You can also create quick inline interfaces for objects:
let stringToNumMap: {[id: string]: number} = {};  // TypeScript may also ask for the new cast syntax
let maybeNum: any = 3; 
let num: number = 1; 
let new = num + (maybeNum as number); // Note this ‘cast’ is only compile time, does not actually cast/convert

IntelliJ/Webstorm Test Timeouts
The command we write for you to execute your test suite , yarn test, has a timeout parameter that is set to 10 seconds. You can find where the command is defined in your package.json:
“test”: “mocha –require ts-node/register –timeout 10000 –extension .spec.ts –recursive test”,
When you execute your tests within IntelliJ, by pressing the green arrow with “Run “, it uses a different configuration. If you want to keep the increased timeout, you’ll need to manually update your Mocha configuration.
Open the Run/Debug Configuration Dialog as shown here. 

Click “Edit Configuration templates…” which appears at the bottom left of the dialog. 

Click on the Mocha Template.

Add –require ts-node/register –timeout 10000 to the “Extra Mocha options” and click “Apply”.

Delete all old Mocha configurations.
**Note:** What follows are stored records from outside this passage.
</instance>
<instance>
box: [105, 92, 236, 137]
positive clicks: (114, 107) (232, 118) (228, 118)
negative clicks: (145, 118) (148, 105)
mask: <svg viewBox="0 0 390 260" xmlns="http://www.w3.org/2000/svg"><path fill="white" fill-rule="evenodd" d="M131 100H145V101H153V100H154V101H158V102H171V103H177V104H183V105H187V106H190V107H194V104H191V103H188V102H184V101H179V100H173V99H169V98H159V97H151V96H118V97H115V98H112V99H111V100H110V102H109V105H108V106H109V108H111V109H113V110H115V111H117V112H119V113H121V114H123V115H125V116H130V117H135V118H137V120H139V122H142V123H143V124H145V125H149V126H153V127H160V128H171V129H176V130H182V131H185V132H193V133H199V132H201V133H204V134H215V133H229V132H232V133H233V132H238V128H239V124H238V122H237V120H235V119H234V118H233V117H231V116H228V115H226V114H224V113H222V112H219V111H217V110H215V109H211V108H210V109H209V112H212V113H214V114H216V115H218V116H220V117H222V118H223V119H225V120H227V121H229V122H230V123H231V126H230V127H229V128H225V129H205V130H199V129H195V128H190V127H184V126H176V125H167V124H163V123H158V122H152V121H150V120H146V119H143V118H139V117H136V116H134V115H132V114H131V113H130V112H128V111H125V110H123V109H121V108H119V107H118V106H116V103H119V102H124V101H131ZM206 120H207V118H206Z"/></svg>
Now, when you create a new configuration, it should use this increased timeout.

IntelliJ/Webstorm Not Compiling Files
Make sure typescript is enabled by going to Preferences > Languages & Frameworks > Typescript and check if the checkbox ‘enable typescript compiler’ is checked. If it is not, check it and you should be good to go.
Also if you have set up Mocha in WebStorm, you can enable the Compile TypeScript option as a ‘Before launch’ setting to make sure it has always compiled when you run your tests. If it’s still not compiling, you can always run yarn build manually, and check with a TA during lab or in office hours.